San Francisco Silent Film Festival
I must begin with a word of gratitude to the wonderfully generous Michael ("Maya") Guillen of The Evening Class, who invited me to the festival, offered his fabulous pad for me to stay in, and arranged for my press credentials.
A highlight of my trip was meeting up and spending time with Darren, who flew in from Tennessee. Michael threw us a party and invited the San Francisco film/cinephile community to it (thanks again, Michael!). It was fun to meet and hang out with fellow film-bloggers like Brian Darr of Hell On Frisco Bay, Ryland Walker Knight of Vinyl Is Heavy, The House Next Door, and Free Nikes, Shahn of Six Martinis and the Seventh Art, Michael Hawley of The Evening Class, Miljenko Skoknic, and Adam Hartzell.
I was startled by the high level of quality of the films at the festival (both the terrific prints and the films themselves).
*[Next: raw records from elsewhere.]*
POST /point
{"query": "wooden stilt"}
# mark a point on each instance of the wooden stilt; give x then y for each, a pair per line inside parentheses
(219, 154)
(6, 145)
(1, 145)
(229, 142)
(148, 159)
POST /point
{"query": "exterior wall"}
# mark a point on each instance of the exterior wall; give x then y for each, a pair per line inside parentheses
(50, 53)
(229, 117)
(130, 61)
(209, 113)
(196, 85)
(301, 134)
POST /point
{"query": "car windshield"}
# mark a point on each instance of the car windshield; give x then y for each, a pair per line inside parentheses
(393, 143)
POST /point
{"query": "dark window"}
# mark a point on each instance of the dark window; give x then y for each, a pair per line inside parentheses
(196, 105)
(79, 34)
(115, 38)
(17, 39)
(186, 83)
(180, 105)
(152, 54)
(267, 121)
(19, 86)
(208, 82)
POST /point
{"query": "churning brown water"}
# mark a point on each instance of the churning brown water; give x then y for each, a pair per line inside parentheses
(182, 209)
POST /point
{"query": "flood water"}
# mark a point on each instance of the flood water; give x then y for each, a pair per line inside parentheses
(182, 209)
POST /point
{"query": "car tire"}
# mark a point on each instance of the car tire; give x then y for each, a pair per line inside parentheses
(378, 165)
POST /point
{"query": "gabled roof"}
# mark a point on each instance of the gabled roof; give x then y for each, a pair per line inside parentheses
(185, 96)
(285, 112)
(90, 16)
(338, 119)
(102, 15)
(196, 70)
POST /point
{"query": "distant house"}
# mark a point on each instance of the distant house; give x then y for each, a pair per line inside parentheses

My favorites were: Dreyer's Mikael (rich, delicious mise-en-scene, and a knockout, transcendent ending); Kinugasa's Jujiro (expressionist avant-garde Japanese film packed with nonstop formal experimentation); William Desmond Taylor's The Soul of Youth (a moving social problem melodrama that is included in the DVD box set Treasures III, Social Issues in American Film, 1900–1934); Harold Lloyd's The Kid Brother (a good analysis might be written about the imaginative way in which geometric thinking not only drives the film's gags but also becomes fused with its mise-en-scene and camera movement); Tod Browning's The Unknown (while containing no overtly 'fancy' composition or cutting, every frame of this film is imbued with an audacious perversity); Rene Clair's Les Deux Timides (all those wonderful split screens and speculative flashbacks); and H.P. Carver's The Silent Enemy (save Nanook, the only silent ethnographic film I've seen--it makes me want to go exploring about in this genre).
I should make particular mention of the festival program book, which contains a specially commissioned scholarly essay for each film. (In a perfect film-world, every festival would do this.) Brian Darr's piece on Jujiro, for instance, enormously helped my appreciation of this movie.
-- At The House Next Door, Ryland writes in detail about his festival experience and also helpfully collects links to other coverage.
-- I reecently realized that Jonathan Rosenbaum's website has an entire section called "Notes" that I'd been unaware of: lots of good reading there. Also, he has an informative report from the Bologna Ritrovato at Moving Image Source.
-- David Bordwell has a terrific, must-read post that begins with this 1927 H.L. Mencken quote: "The first moving-pictures, as I remember them thirty years ago, presented more or less continuous scenes. They were played like ordinary plays, and so one could follow them lazily and at ease. But the modern movie is no such organic whole; it is simply a maddening chaos of discrete fragments. The average scene, if the two shows I attempted were typical, cannot run for more than six or seven seconds. Many are far shorter, and very few are appreciably longer. The result is confusion horribly confounded. How can one work up any rational interest in a fable that changes its locale and its characters ten times a minute?"
-- Andrew Tracy opens his Reverse Shot piece on Hellboy II thus: "Talking faux-seriously about juvenilia has become a marvelous way to avoid talking seriously about the serious."
-- Exciting news from the Toronto International Film Festival: the avant-garde program will include work by Jean-Marie Straub, Nathaniel Dorsky, James Benning, Jim Jennings, Jennifer Reeves, and Pat O'Neill, among others.
-- Craig Keller: "If we have to classify the films of Louis Feuillade — and we don't, because there are no rules in cinema or criticism (love or war) — ...we'd do well to stop deferring to the contemporary marketing that announced them as adventure serials, and start referring to these (un-/)determinedly recursive five-plus-hour sagas by what they really are, which are extended psychodramas — dangerous, occult, quasi-cathartic manipulations of the spectating psyche."
-- A commenter at Dan's place indicates that a Murnau/Borzage DVD box is imminent from Fox. (Wow.)
pic: The Danish director Benjamin Christensen (of Haxan and The Mysterious X) plays a painter in Dreyer's Mikael.